Here, Schatz draws a line back to Monaco. Devs may recall that in that game the maps were handmade, but the locations of loot and the paths of guards across those maps were randomized; Schatz believes that’s why the game continues to maintain a community of speedrunners.
“We actually have a really strong speedrunning scene with Monaco. One of the best speedrunners in general, in the world, lists Monaco as his favorite game And I think it's because it's not just about building the muscle memory to do things exactly right,” said Schatz.
“It’s gotten to the point where he's solving the puzzle almost from a statistical perspective, where he's like ‘the coins tend to spawn in these areas and these areas. If I can get a sense of how they're spawned, I have to change my route through the level in order to speedrun it.’ And that creativity and improvisation is really core to these games, even in Tooth & Tail.”
Schatz is quick to acknowledge that Tooth & Tail is not meant to be the next StarCraft. As much as Pocketwatch would love for it to take off as an eSport, it's primarily focused on making a game that would be fun to play on a couch.

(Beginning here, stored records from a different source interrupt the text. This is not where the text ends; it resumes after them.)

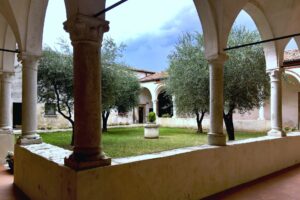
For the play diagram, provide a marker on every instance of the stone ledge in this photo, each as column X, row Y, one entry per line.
column 195, row 171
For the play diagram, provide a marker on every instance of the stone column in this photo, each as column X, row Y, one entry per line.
column 276, row 104
column 6, row 103
column 261, row 112
column 86, row 34
column 174, row 107
column 29, row 100
column 216, row 135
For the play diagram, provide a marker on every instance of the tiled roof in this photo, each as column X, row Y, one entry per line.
column 155, row 77
column 291, row 55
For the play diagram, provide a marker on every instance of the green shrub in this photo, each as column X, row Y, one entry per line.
column 151, row 117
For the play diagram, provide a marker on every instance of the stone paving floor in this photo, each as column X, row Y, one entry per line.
column 283, row 185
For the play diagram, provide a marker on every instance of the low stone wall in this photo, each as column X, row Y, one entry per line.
column 186, row 173
column 6, row 144
column 239, row 125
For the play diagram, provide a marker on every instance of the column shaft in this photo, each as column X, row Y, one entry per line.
column 276, row 104
column 216, row 135
column 86, row 35
column 5, row 102
column 174, row 107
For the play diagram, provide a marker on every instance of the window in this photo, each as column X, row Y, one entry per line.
column 50, row 109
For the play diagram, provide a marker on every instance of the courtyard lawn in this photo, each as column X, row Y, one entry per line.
column 123, row 142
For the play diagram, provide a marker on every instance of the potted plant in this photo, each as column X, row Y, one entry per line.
column 151, row 130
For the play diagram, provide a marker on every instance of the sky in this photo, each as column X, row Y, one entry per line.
column 149, row 29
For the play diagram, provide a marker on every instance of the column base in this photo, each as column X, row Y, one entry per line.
column 276, row 133
column 79, row 164
column 217, row 139
column 6, row 131
column 29, row 139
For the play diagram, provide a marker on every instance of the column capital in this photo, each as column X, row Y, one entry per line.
column 275, row 75
column 218, row 58
column 83, row 28
column 6, row 76
column 28, row 56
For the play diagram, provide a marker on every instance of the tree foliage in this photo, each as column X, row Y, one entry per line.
column 120, row 87
column 188, row 77
column 246, row 84
column 55, row 80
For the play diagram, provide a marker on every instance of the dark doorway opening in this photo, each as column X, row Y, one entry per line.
column 165, row 105
column 17, row 115
column 141, row 115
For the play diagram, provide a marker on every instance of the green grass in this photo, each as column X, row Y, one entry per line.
column 123, row 142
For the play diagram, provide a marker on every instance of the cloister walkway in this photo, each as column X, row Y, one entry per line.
column 280, row 185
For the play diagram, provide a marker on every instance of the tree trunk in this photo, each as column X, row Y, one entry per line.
column 199, row 121
column 72, row 140
column 229, row 124
column 105, row 115
column 68, row 117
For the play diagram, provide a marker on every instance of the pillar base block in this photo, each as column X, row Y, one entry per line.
column 217, row 139
column 29, row 139
column 7, row 142
column 78, row 164
column 276, row 133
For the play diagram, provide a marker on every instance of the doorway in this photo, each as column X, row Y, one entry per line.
column 17, row 115
column 141, row 115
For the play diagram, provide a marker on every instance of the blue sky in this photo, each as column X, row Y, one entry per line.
column 149, row 29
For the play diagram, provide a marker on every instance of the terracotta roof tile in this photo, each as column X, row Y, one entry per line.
column 291, row 55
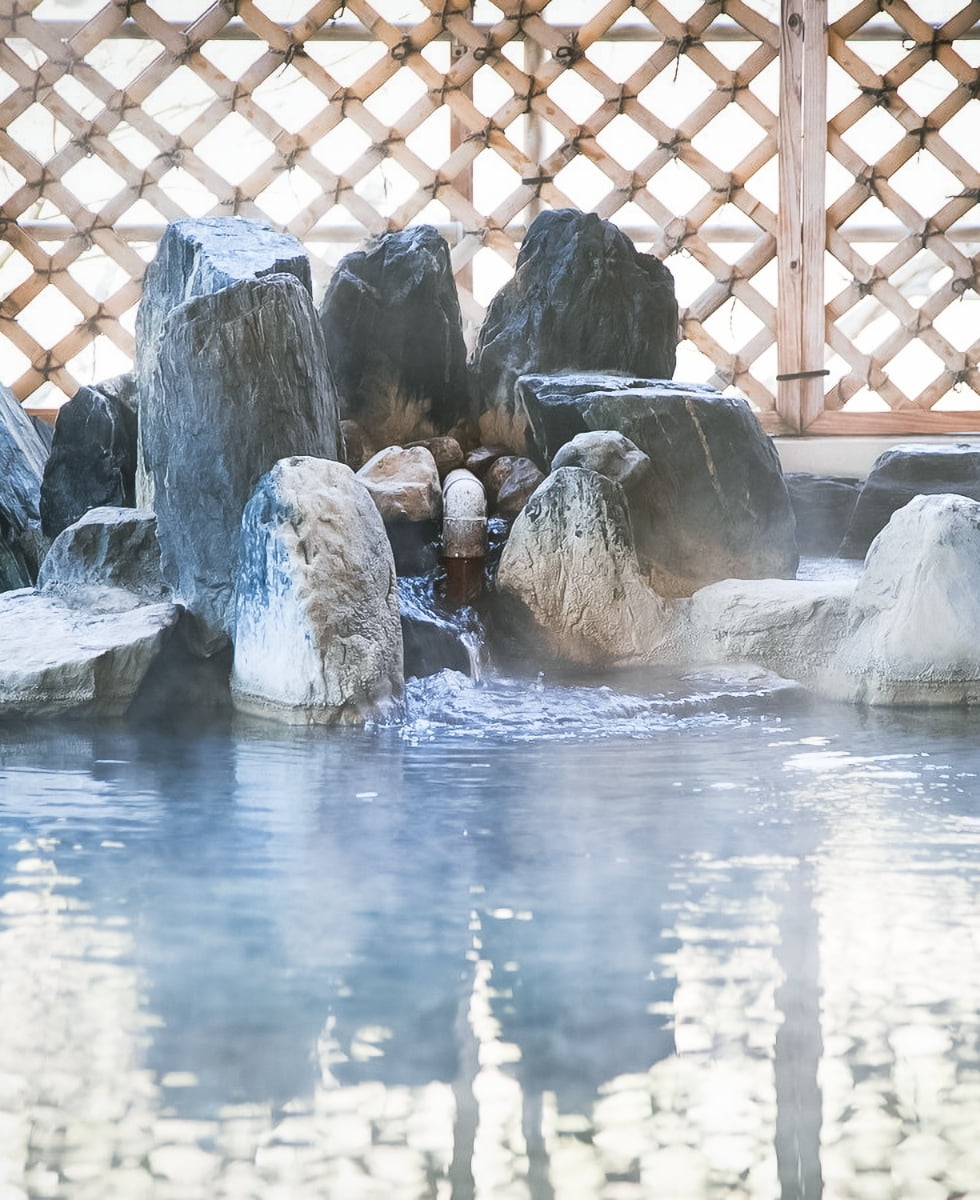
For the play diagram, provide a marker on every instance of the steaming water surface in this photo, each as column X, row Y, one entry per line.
column 657, row 939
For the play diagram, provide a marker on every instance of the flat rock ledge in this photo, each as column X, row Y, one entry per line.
column 55, row 658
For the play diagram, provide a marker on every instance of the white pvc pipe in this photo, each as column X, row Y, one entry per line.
column 464, row 516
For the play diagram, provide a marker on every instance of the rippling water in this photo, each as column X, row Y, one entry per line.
column 657, row 939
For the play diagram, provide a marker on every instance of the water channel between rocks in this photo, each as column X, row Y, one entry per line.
column 642, row 939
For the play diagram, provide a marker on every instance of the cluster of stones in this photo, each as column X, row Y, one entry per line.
column 242, row 505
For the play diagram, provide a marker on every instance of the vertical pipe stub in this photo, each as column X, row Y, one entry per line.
column 464, row 537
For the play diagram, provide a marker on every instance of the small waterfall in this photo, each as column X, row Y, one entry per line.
column 436, row 637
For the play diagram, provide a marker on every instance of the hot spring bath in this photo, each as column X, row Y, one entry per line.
column 638, row 941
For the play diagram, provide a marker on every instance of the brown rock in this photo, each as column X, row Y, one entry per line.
column 445, row 450
column 523, row 480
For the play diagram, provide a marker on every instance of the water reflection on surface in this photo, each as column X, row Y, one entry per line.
column 647, row 941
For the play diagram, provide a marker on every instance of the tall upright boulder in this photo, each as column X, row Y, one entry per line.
column 395, row 337
column 22, row 467
column 582, row 299
column 92, row 456
column 318, row 633
column 240, row 379
column 713, row 503
column 902, row 473
column 197, row 257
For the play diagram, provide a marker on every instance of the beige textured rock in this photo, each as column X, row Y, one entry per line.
column 318, row 636
column 56, row 657
column 791, row 627
column 569, row 579
column 403, row 484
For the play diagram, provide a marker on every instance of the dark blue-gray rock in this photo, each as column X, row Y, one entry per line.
column 404, row 485
column 714, row 504
column 510, row 483
column 607, row 453
column 901, row 474
column 197, row 257
column 395, row 337
column 22, row 466
column 92, row 459
column 318, row 639
column 240, row 381
column 582, row 299
column 107, row 551
column 823, row 507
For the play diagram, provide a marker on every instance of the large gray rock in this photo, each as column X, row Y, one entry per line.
column 240, row 381
column 92, row 457
column 582, row 299
column 395, row 337
column 905, row 472
column 22, row 466
column 915, row 613
column 197, row 257
column 569, row 583
column 318, row 636
column 56, row 657
column 107, row 551
column 791, row 627
column 713, row 505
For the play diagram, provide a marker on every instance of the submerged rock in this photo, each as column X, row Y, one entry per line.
column 569, row 585
column 56, row 657
column 906, row 472
column 240, row 381
column 582, row 299
column 711, row 507
column 92, row 457
column 395, row 337
column 22, row 466
column 318, row 636
column 197, row 257
column 107, row 550
column 915, row 611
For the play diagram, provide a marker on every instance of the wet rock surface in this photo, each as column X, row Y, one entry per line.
column 569, row 582
column 240, row 382
column 318, row 636
column 906, row 472
column 92, row 457
column 713, row 504
column 395, row 337
column 22, row 466
column 607, row 453
column 582, row 299
column 58, row 657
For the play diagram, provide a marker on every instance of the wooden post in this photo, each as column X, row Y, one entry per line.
column 457, row 135
column 801, row 235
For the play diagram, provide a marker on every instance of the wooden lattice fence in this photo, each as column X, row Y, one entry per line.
column 350, row 119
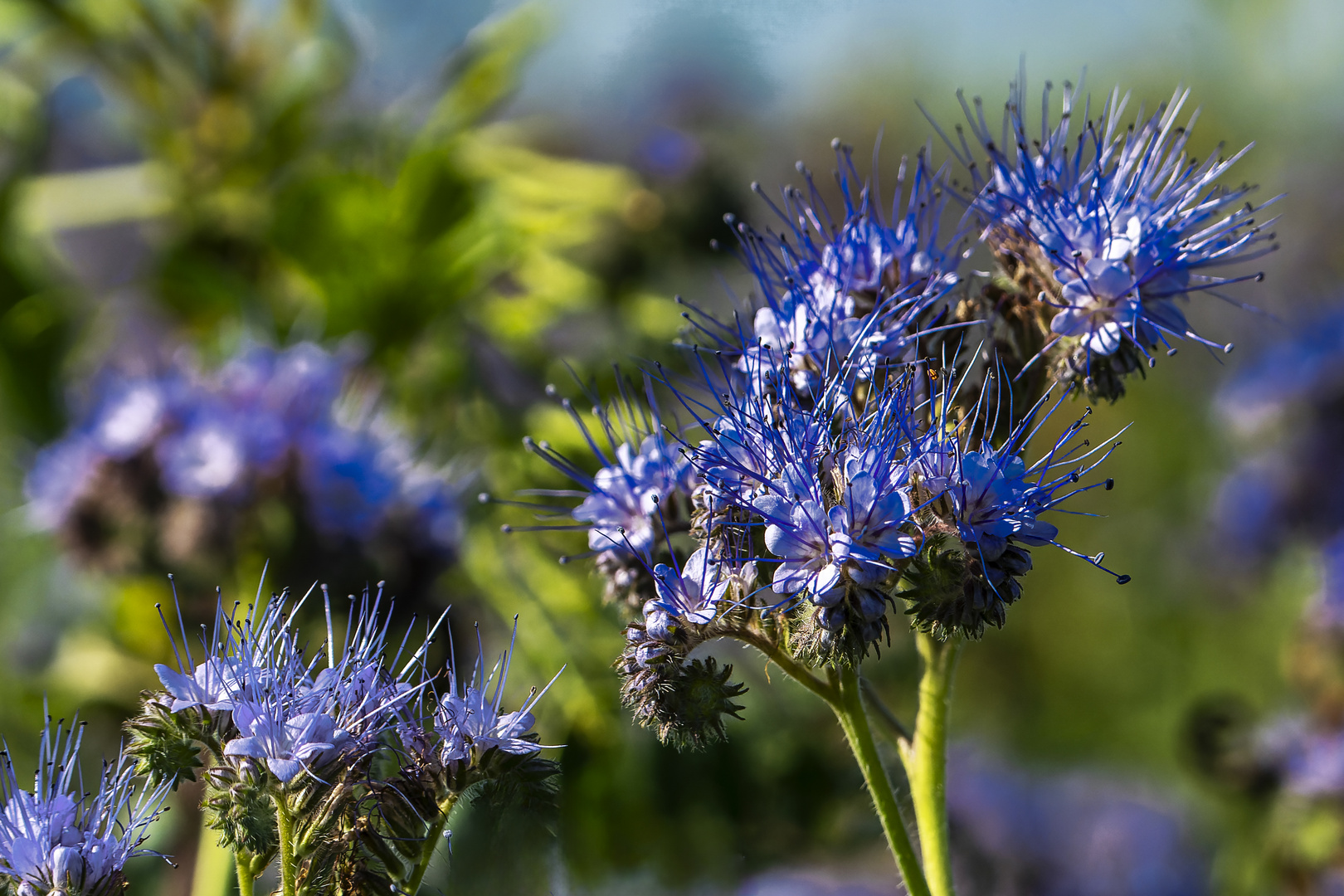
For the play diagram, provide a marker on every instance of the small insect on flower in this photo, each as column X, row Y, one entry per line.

"The goal is we want to give people the sense of being king of the dorm room, rather than king of South Korea," said Schatz. "Build something that is more of, like, a Smash Bros. type of game. Something that friends can play together, you know?"
From a certain perspective, this looks much akin to what MOBA games have achieved: they’ve taken the base components of RTS design (in a very literal sense, given that progenitor Defense of the Ancients is a Warcraft 3 mod) and recombined them into a high-skill game that captures some of the appeal of an RTS (pushing through waves of enemies and defenses to destroy an enemy base) while also being more character-driven and approachable.
In the process, they've eclipsed RTS games (specifically, StarCraft) in terms of both playerbase and public profile. From Schatz's perspective, that doesn't mean RTS is dead; it just means MOBA games have overshadowed a healthy, vibrant community, in large part because they can seem less intimidating to new players.
“MOBAs certainly have grown faster than the RTS genre has, unquestionably,” said Schatz. “While I don't believe that the genre is dying, I do think that it hasn't grown as much as it could have. And if I think there's any reason for that it's because everyone is trying to do the same thing. So maybe try something a little different!"
For Pocketwatch, that means releasing a $20 indie RTS (across both PC and PlayStation 4, with cross-platform mulitplayer) that's less about ladders than couches. How it fares, in a year that has already seen a bumper crop of RTS releases (including StarCraft Remastered, Dawn of War III, and even another RTS built for gamepads -- Halo Wars 2) remains to be seen.